Supra-treatment threshold neonatal jaundice: Incidence in HIV-exposed compared to non-exposed neonates at Queen Elizabeth Central Hospital in Blantyre, Malawi|
Nakanga, W.; Patel, P.; Panjwani, S.; Kennedy, N. & Kawaza, K.
Jaundice is the yellowish pigmentation of the skin, sclera, and mucous
membranes resulting from bilirubin deposition. Children born to mothers
with HIV are more likely to be born premature, with low birth weight, and
to become septic—all risk factors for neonatal jaundice. Further, there
has been a change in the prevention of mother-to-child transmission
(PMTCT) of HIV guidelines from single-dose nevirapine to a six-week
course, all of which theoretically put HIV-exposed newborns at greater
risk of developing neonatal jaundice.
We carried out a study to determine the incidence of severe and clinical
neonatal jaundice in HIV-exposed neonates admitted to the Chatinkha
Nursery (CN) neonatal unit at Queen Elizabeth Central Hospital (QECH)
Over a period of four weeks, the incidence among non-exposed neonates
was also determined for comparison between the two groups of infants.
Clinical jaundice was defined as transcutaneous bilirubin levels greater
than 5 mg/dL and severe jaundice as bilirubin levels above the age-specific
treatment threshold according the QECH guidelines. Case notes of babies
admitted were retrieved and information on birth date, gestational age,
birth weight, HIV status of mother, type of feeding, mode of delivery,
VDRL status of mother, serum bilirubin, duration of stay in CN, and
outcome were extracted.
Of the 149 neonates who were recruited, 17 (11.4%) were HIV-exposed.

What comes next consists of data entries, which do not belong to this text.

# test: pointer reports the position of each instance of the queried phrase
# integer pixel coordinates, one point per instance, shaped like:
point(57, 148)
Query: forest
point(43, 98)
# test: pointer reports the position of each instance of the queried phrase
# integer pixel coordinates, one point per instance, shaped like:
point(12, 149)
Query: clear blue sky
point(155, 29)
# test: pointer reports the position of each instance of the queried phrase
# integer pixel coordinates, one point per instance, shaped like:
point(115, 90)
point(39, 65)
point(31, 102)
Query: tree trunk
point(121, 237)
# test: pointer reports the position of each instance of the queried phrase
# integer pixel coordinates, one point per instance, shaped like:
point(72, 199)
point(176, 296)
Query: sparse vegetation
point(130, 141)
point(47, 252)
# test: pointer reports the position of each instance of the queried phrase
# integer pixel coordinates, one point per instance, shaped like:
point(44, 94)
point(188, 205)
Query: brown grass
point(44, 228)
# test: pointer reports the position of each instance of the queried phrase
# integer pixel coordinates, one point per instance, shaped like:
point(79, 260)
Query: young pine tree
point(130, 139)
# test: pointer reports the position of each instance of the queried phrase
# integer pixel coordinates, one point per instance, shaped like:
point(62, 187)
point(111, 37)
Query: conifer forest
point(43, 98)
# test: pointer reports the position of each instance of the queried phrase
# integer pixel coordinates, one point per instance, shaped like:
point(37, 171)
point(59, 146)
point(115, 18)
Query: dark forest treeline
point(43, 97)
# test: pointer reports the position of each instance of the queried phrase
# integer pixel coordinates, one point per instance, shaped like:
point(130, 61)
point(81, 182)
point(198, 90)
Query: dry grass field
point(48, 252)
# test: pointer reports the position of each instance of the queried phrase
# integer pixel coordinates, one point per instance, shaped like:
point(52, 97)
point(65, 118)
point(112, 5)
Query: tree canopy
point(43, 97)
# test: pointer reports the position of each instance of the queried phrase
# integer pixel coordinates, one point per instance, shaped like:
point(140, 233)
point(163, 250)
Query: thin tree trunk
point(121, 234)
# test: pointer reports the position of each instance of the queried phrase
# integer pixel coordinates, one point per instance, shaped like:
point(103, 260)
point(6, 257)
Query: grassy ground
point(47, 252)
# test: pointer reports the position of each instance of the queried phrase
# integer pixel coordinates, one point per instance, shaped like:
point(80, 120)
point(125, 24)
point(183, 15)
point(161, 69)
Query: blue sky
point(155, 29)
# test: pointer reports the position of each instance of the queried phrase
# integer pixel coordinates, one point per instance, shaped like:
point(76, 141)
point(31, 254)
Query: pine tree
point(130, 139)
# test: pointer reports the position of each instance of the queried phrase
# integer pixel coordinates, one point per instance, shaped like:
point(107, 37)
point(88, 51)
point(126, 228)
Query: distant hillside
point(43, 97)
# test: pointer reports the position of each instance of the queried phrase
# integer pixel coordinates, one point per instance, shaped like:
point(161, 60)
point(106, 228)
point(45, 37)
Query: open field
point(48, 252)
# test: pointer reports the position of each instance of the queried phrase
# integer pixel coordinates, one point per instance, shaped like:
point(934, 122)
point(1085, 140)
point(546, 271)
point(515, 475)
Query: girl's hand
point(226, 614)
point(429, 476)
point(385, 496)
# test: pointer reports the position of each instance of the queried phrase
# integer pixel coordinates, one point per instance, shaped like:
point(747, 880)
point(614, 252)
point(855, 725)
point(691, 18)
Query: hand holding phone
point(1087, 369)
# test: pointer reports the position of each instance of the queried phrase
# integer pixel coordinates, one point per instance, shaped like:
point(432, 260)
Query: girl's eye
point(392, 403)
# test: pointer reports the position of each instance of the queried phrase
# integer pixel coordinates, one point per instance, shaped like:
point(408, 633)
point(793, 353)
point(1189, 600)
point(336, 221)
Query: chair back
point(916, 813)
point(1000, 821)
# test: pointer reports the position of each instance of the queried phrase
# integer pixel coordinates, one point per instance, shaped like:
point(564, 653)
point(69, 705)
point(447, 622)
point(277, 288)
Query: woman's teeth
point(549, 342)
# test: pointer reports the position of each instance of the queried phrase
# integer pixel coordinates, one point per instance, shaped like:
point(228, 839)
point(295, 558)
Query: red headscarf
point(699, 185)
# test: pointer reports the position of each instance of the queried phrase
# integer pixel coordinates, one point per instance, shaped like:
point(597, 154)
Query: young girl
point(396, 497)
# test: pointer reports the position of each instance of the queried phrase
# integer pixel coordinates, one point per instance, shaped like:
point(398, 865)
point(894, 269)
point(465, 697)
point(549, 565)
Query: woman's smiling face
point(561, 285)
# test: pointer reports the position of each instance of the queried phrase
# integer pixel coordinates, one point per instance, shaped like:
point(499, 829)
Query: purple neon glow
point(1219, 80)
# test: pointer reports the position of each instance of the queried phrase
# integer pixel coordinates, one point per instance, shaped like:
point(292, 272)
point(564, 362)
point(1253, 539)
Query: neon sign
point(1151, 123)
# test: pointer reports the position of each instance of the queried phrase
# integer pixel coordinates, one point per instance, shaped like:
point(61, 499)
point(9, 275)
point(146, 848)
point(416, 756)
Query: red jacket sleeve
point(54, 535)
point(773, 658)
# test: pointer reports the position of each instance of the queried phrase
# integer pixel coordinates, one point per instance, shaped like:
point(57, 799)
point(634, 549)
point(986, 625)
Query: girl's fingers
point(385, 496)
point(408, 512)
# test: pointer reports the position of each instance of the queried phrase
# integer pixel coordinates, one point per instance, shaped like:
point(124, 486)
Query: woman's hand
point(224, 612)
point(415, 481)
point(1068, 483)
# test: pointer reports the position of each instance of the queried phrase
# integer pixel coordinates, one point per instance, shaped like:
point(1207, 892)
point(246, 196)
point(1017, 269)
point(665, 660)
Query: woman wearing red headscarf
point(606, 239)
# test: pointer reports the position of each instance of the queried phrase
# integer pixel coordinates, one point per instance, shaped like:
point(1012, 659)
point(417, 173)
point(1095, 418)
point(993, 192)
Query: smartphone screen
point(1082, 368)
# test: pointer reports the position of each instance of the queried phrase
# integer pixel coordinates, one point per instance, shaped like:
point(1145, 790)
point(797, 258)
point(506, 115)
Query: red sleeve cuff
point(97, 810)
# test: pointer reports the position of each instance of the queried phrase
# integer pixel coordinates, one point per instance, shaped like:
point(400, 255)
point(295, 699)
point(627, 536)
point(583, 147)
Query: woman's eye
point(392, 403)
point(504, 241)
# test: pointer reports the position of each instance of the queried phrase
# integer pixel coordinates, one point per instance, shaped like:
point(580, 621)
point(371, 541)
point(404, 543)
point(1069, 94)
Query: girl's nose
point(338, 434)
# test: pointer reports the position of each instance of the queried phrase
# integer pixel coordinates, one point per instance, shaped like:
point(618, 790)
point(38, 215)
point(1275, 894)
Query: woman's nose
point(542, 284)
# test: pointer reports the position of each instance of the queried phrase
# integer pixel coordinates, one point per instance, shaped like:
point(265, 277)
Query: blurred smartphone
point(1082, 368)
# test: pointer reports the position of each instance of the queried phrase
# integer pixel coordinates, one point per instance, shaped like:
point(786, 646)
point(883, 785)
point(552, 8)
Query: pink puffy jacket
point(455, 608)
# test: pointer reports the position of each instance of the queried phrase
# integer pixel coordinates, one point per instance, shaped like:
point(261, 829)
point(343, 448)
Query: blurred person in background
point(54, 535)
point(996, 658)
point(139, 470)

One (5.88%) of the 17 HIV-exposed and 19 (14.4%) of 132 HIVnon-
exposed infants developed severe jaundice requiring therapeutic
intervention (p = 0.378). Eight (47%) of the HIV-exposed and 107 (81%)
of the non-exposed neonates had clinical jaundice of bilirubin levels
greater than 5 mg/dL (p < 0.001).
The study showed a significant difference in the incidence of clinical
jaundice between the HIV-exposed and HIV-non-exposed neonates.
Contrary to our hypothesis, however, the incidence was greater in HIVnon-
exposed than in HIV-exposed infants.